Marseille Vieux Port
7.3
Marseille Vieux Port

Court-métrage de László Moholy-Nagy (1929)

nov 2011:

Après la projection de "Fièvre" de Louis Delluc, la séance "Trésors de la cinémathèque de Paris" s'est poursuivie avec ce documentaire du Hongrois László Moholy-Nagy, que je ne connaissais que de nom pour son œuvre de photographe et non de cinéaste. Un visionnage avec musique directe grâce à la performance d'un pianiste dans la salle était une occasion rêvée d'entrer dans le monde de cet artiste.

Après avoir été plutôt déçu par la charge mélodramatique du film de Delluc, ce petite documentaire est apparu comme très rafraichissant. Le terme n'est peut-être pas le plus adéquat, tant le film s'attache à suivre à la trace la présence salissante des hommes dans ce Vieux Port de Marseille.
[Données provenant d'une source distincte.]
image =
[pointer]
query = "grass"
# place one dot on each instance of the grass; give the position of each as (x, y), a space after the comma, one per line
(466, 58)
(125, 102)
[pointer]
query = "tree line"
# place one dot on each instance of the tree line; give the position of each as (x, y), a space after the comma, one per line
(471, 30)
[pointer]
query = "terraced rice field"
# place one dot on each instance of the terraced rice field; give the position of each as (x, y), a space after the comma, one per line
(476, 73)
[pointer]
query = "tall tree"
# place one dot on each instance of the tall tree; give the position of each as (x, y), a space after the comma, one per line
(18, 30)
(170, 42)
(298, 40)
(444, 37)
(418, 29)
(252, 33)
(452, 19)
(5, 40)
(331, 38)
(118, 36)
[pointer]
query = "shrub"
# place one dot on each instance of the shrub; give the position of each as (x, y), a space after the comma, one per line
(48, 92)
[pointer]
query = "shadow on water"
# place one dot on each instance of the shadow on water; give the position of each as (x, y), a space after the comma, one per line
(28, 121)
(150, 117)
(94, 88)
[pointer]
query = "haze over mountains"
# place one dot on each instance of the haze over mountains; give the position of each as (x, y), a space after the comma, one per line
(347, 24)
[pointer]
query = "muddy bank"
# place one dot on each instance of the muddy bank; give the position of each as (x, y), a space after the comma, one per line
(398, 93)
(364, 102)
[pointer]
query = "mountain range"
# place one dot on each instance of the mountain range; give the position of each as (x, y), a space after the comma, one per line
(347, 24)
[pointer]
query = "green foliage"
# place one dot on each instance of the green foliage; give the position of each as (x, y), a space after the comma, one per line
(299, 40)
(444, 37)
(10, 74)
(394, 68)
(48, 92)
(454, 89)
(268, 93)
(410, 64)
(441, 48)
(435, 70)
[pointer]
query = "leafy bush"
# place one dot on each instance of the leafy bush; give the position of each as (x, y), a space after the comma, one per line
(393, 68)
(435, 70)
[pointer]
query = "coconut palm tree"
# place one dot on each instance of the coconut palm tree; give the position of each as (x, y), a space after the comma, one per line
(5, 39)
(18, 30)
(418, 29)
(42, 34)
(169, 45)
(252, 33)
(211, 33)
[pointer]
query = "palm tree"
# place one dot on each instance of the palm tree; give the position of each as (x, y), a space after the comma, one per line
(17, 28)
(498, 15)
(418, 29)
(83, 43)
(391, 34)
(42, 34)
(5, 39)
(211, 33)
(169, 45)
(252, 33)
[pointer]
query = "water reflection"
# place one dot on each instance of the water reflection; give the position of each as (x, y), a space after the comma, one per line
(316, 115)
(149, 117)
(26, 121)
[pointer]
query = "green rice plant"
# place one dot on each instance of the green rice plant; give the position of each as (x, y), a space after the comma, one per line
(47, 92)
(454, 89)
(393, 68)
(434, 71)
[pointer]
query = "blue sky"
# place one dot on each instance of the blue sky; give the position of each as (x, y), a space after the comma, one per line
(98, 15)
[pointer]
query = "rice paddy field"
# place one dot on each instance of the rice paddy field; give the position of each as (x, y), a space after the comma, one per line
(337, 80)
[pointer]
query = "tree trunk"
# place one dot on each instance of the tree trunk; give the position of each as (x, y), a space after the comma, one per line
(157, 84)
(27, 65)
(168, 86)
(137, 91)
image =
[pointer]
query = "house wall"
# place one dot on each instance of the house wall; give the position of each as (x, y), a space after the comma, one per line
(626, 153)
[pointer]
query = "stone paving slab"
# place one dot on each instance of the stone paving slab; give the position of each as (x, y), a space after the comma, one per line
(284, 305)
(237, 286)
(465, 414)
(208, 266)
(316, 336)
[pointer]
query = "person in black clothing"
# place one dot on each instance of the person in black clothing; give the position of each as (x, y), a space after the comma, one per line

On est presque tenté de mettre un "c" à la place du "t" dans "vieux port" tellement Moholy-Nagy passe une bonne partie du documentaire à filmer toutes les immondices que les habitants laissent s'agglutiner dans les rues. Ici on voit un gamin chier sur le trottoir, là un chaton grimpe une montagne de déchets, ailleurs une ruelle descendante laisse s'écouler une rigole d'eau de pluie entre deux "rives" de détritus.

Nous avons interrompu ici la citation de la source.